When:
Monday, February 5, 2024
12:00 PM - 1:30 PM CT
Where:
Online
Webcast Link
Audience: Faculty/Staff - Student - Public - Post Docs/Docs - Graduate Students
Cost: 0
Contact:
MENA
Group: Middle East and North African Studies
Co-Sponsor:
Buffett Institute for Global Affairs
Category: Lectures & Meetings, Academic, Social, Multicultural & Diversity, Global & Civic Engagement
MENA is pleased to present a roundtable discussion on Zoom, featuring Brahim El Guabli (Williams College), Hamza Hamouchene (Transnational Institute), and Lydia Barnett (Northwestern University). The discussion will be moderated by Ekin Kurtiç and Mariam Taher, Northwestern University.

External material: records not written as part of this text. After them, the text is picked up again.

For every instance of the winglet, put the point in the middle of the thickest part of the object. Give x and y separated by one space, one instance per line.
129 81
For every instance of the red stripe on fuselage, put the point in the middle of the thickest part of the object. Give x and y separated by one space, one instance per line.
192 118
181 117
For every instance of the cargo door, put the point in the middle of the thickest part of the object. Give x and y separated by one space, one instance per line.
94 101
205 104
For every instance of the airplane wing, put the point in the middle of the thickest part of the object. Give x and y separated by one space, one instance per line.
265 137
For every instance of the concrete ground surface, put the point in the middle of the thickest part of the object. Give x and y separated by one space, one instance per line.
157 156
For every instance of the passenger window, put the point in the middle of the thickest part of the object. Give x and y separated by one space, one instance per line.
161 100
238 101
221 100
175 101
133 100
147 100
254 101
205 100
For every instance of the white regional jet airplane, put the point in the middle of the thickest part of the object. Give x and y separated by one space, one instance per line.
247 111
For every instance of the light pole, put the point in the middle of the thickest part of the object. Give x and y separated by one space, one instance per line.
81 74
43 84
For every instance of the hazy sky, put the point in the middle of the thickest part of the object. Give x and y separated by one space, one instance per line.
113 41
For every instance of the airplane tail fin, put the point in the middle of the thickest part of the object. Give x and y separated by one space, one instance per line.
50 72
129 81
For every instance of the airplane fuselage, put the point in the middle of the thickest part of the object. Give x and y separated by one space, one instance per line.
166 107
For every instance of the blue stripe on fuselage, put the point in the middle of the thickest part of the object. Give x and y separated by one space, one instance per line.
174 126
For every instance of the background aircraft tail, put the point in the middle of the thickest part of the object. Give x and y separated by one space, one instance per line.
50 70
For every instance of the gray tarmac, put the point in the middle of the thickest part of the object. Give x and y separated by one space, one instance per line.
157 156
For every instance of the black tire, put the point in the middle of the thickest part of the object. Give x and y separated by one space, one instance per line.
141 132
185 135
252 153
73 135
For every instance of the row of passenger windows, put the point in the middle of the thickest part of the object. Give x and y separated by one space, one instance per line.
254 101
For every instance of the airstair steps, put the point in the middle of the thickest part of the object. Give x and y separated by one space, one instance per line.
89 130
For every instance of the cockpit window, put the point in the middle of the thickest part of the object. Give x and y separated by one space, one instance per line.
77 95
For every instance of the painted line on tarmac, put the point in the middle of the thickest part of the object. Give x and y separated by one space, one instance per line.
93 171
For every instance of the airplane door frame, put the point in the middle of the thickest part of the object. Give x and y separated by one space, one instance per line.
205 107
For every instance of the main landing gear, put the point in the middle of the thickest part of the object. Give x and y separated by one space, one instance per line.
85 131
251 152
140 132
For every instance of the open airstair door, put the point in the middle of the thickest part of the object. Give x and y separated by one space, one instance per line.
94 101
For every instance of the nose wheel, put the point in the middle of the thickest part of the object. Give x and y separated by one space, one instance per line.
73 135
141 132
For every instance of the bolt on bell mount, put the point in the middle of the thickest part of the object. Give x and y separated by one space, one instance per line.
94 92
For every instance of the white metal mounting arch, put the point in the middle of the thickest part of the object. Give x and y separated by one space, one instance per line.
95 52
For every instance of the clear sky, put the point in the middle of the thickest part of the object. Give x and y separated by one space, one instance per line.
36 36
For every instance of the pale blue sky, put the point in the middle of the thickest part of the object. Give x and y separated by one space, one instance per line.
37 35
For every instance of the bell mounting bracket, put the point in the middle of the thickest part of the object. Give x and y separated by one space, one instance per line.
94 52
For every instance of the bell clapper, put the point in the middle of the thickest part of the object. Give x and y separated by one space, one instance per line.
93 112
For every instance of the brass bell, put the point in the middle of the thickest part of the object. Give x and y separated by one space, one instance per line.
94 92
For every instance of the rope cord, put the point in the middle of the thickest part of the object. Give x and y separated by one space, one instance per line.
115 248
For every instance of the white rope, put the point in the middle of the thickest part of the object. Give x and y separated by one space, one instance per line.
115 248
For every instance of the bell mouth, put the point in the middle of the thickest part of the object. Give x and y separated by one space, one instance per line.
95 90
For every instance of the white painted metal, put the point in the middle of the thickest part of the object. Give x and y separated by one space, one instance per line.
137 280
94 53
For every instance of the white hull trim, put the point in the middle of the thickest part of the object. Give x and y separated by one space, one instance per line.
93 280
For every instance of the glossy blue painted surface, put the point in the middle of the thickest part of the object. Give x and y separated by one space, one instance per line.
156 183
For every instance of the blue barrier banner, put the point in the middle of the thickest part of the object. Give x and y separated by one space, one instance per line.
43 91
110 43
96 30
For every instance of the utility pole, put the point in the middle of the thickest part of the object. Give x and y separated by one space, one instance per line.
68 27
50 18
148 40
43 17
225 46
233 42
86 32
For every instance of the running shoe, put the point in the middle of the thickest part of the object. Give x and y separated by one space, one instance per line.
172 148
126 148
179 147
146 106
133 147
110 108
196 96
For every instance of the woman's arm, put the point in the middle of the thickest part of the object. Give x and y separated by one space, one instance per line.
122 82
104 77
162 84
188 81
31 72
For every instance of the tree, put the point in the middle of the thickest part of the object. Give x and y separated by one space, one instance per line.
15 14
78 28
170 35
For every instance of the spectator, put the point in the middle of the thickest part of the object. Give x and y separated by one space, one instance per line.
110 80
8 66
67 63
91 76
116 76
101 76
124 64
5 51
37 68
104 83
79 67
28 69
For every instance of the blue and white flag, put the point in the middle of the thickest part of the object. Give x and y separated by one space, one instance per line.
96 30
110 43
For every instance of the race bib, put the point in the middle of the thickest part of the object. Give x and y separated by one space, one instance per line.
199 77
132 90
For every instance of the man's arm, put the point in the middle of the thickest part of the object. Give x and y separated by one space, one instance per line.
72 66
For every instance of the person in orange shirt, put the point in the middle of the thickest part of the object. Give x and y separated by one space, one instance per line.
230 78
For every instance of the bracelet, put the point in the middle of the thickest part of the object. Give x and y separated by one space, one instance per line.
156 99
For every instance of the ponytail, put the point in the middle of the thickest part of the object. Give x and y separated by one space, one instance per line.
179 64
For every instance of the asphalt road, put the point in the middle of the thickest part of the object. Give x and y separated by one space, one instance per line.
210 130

Only a few days after Morocco’s Al Haouz province was hit by a severe earthquake, the port city of Derna in eastern Libya was destroyed by heavy flash floods and the collapse of two dams. Against the backdrop of severe and worsening regional political and economic crises, the flood and earthquake-led ruination in Morocco and Libya compel us to rethink political ecologies throughout the MENA region via the lens of critical disaster studies. In this interdisciplinary conversation, scholars will denaturalize the concept of the natural disaster. Hosting social scientists and humanists, this roundtable will discuss the unevenly distributed impacts of recent and longer-term devastation in the area. Building upon scholarly perspectives that conceptualize ruination as a process rather than an event, the conversation will examine historically sedimented power differentials and injustices that are foregrounded and exacerbated in the unfolding of these political ecological disasters, tracing the enduring and often overlooked repercussions that map onto existing structural inequities and produce new ones. Throughout the roundtable discussion, speakers will reflect on how the examination of disasters in the MENA region offers broader conceptual insights into questions of urgency, responsibility, decay, and resilience.